Programs are partitioned into (1) search, (2) recognition, and (3) inference. In production systems, (1) search corresponds to the number of WME's which must be checked to match conditions, (2) recognition corresponds to the cost of matching a WME to a condition, and (3) corresponds to the action performed by a matched production. The authors claim that diagrams (1) reduce search by localizing information and (2) enhance recognition by making certain relationships explicit (such as the intersection of two lines), but (3) do not affect inference if the information content of the two sets of inference rules is equivalent.

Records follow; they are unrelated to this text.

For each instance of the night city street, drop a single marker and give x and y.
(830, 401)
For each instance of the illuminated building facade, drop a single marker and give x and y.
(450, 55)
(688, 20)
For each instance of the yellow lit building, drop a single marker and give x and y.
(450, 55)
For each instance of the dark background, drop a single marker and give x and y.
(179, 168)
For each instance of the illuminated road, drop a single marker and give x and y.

The first example is a physics problem dealing with pulleys. The problem is solved using a sentential representation, then with a diagrammatic representation. The key difference is with respect to search. The diagrammatic representation includes an attentional mechanism which focuses attention on the part of the diagram about which information has just been inferred. In the end, a subsection on "Computational Power in Inference Rules" discusses the notion of using higher-level inference rules instead of lower-level ones from which the higher-level ones could be derived. This discussion seems very relevant to my more general efforts.

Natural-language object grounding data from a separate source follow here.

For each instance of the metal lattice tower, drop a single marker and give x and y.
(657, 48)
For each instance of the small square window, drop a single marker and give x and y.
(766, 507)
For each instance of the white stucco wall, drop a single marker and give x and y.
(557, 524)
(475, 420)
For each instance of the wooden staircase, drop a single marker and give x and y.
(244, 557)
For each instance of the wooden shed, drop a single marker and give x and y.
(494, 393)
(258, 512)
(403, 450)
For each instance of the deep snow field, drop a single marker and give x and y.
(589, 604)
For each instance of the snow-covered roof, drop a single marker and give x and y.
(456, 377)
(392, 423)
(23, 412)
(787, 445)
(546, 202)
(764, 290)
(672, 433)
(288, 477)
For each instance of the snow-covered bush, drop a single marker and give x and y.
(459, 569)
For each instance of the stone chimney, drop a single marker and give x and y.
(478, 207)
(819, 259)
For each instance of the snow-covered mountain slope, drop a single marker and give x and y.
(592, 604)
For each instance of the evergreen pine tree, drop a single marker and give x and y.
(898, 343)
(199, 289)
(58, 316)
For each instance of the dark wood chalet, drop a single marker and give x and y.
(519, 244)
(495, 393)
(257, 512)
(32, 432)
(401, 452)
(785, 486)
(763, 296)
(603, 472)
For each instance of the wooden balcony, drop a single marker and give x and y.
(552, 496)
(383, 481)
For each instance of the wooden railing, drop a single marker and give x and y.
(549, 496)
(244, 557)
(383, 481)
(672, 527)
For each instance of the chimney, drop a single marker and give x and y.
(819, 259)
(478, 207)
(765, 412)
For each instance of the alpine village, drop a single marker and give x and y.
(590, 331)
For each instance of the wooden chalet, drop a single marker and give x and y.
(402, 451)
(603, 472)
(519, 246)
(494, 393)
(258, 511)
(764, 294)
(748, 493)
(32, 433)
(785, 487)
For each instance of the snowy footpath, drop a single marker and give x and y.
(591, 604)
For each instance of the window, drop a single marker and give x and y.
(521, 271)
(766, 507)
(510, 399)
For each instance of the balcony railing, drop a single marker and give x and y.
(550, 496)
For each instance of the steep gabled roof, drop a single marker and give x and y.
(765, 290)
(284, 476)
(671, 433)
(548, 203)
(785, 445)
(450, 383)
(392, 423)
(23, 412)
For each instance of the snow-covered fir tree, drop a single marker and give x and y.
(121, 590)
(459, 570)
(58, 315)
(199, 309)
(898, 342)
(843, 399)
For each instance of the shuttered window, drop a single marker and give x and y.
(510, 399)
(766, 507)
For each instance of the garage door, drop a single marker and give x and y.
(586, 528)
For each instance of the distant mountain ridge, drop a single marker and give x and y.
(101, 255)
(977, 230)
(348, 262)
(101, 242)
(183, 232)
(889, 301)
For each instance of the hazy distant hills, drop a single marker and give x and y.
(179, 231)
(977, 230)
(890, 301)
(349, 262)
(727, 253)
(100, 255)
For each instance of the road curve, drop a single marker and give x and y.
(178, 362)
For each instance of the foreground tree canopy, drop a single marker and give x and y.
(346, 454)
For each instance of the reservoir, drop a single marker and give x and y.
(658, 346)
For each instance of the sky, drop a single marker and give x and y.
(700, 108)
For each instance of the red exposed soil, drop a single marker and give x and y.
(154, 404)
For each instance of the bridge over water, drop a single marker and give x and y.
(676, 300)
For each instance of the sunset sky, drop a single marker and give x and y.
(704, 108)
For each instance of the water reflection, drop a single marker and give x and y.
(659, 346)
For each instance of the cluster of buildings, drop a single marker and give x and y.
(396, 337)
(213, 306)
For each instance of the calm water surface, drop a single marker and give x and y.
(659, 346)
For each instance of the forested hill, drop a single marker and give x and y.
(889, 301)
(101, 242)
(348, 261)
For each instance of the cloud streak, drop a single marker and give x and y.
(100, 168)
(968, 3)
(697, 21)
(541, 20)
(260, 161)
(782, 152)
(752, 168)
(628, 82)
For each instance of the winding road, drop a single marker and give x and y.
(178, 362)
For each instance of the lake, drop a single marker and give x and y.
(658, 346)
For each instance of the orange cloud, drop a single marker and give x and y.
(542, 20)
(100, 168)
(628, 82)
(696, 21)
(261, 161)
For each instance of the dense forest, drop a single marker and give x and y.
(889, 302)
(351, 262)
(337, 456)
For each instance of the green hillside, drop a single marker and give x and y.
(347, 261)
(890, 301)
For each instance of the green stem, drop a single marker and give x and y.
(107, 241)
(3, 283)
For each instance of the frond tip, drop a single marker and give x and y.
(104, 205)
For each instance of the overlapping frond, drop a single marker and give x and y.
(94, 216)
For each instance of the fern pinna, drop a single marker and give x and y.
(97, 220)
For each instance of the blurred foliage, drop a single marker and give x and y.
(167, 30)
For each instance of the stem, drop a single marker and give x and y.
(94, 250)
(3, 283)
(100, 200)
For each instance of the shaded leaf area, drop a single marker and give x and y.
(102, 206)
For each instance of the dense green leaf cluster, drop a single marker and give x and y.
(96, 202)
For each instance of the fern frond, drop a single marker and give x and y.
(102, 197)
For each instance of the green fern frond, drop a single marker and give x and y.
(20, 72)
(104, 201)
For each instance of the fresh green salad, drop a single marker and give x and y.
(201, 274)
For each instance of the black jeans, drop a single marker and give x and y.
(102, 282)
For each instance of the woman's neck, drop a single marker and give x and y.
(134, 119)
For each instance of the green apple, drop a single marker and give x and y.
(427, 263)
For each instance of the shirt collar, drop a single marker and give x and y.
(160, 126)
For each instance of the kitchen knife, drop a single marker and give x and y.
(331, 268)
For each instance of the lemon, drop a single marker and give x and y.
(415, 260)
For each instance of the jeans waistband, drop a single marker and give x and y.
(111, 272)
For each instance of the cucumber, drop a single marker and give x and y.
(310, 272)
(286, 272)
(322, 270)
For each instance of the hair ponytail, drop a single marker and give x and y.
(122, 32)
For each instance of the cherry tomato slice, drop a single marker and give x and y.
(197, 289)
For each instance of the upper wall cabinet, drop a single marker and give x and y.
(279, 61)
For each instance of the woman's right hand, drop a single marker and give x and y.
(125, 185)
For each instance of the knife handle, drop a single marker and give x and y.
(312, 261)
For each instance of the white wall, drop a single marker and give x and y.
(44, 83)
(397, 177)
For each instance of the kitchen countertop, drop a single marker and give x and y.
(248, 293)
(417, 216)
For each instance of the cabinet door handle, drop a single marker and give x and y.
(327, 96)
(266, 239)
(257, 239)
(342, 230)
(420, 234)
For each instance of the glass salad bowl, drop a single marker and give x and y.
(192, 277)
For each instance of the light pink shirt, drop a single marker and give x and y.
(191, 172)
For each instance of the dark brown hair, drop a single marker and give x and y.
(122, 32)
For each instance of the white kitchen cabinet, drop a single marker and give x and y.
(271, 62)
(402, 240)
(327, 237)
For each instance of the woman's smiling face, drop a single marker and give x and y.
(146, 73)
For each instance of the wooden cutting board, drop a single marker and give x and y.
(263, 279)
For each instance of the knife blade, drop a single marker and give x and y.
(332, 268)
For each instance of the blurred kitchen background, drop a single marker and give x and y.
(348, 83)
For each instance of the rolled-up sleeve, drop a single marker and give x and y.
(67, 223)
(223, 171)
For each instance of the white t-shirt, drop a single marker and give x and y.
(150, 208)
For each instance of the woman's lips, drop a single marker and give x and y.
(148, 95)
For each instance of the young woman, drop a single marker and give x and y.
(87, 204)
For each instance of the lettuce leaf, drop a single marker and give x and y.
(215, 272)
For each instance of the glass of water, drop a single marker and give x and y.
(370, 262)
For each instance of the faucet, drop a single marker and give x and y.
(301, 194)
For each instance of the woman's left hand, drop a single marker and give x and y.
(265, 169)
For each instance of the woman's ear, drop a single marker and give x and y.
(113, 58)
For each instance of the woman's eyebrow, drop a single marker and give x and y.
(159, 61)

The second example is a geometry example involving transversals of parallel lines and congruent triangles. Two significant problems here are that (1) many objects referred to in the problem are not explicitly introduced but are perceptually obvious from the diagram and (2) some higher-level concepts (such as "alternate interior angles") can be defined in terms of perceptual entities, but may not be perceptually obvious themselves. The first problem is overcome in the sentential representation by taking the information given in the original problem and inferring other elements by perceptual productions. The second problem is overcome by writing the productions completely in terms of the lower-level, perceptual elements (using the definitions of the higher-level concepts). Of course, this leads to productions with many conditions to be matched. In the sentential representation, the WME's must be searched linearly to match each of these conditions. In the diagrammatic representation, due to the localization of information, the number of searches is related to the number of locations referenced by the conditions instead of the number of conditions. In this manner, the diagrammatic representation reduces search. More importantly, the diagrammatic representation enhances recognition, since instead of explicitly deriving all the perceptual elements as in the sentential representation, this information is already represented in the diagrammatic representation (though the details of this representation are not given).
Finally, some "artificial" examples of diagrams are briefly considered from economics (supply and demand curves) and physics.